Sarah Coles

BOX PEST

 Better No Plants than Sick Plants!

Eighteen months ago box blight descended.  Either side the path I had low rows of dwarf box, Buxus suffruticosa, and beautiful they looked too.  Then in the cold damp summer my bright green box turned dull brown.  They became two rivers of death.

Box blight attacks box leaves and stems and is caused by two fungi specific to box.  Dwarf box is particularly vulnerable, but the common box, Buxus sempervivens, is more resistant, and my topiary balls of ordinary box emerged virtually unscathed.  The blight is spread by wind and rain.  It has plagued the whole country.  What can one do?  Nothing.  There is no remedy, and the one prevention, available only to professional growers, is a highly expensive fungicide.

I spent nearly £200 on this box!  The man from the box nursery near Liss came and sprayed, for free – normally he said it cost £60.  This may have delayed the spread, but long term it was useless.  He had no advice, but he should have said, ‘Put us out of business and never buy dwarf box again.’

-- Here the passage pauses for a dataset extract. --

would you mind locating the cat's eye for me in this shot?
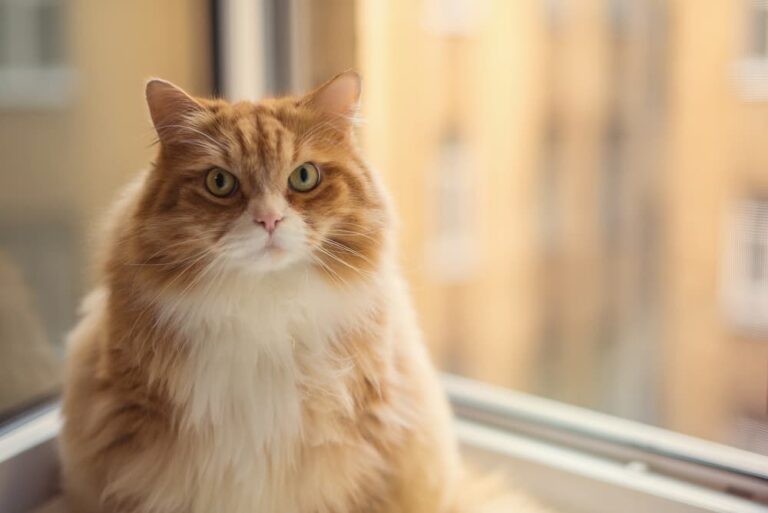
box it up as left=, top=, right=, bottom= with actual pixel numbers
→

If you do have box and it’s looking fine, my advice is, never clip in damp weather because then it is vulnerable to attack.  Wait for summer, and a forecast of dry weather.

At first I left the box as it was.  Surely it might recover?   What could I put in its place?  Lavender, rosemary or hyssop?  Too untidy for what I want.  Dwarf berberis?  Too prickly.  Ilex crenata?  It hates chalky soil.  Pittosporum Tom Thumb?

I waited.  Now, March 2013.  Fat point in hoping!  They looked terrible, a mix of yellow and green leaves, interspersed with dead shoots.  They’d got worse after this bucketing winter.  So, I dug them all out – the roots gripped the soil.  I piled them in green sack of garden refuse.  I  left six dwarf box under the Grislinia which were unscathed, I think because it was an umbrella keeping off the falling spores of blight. Result?  The bare path looked infinitely better.  Motto: Better no plants than sick plants.

Meanwhile the larger box balls of Buxus sempervirens at either end smile, superior, uncontaminated.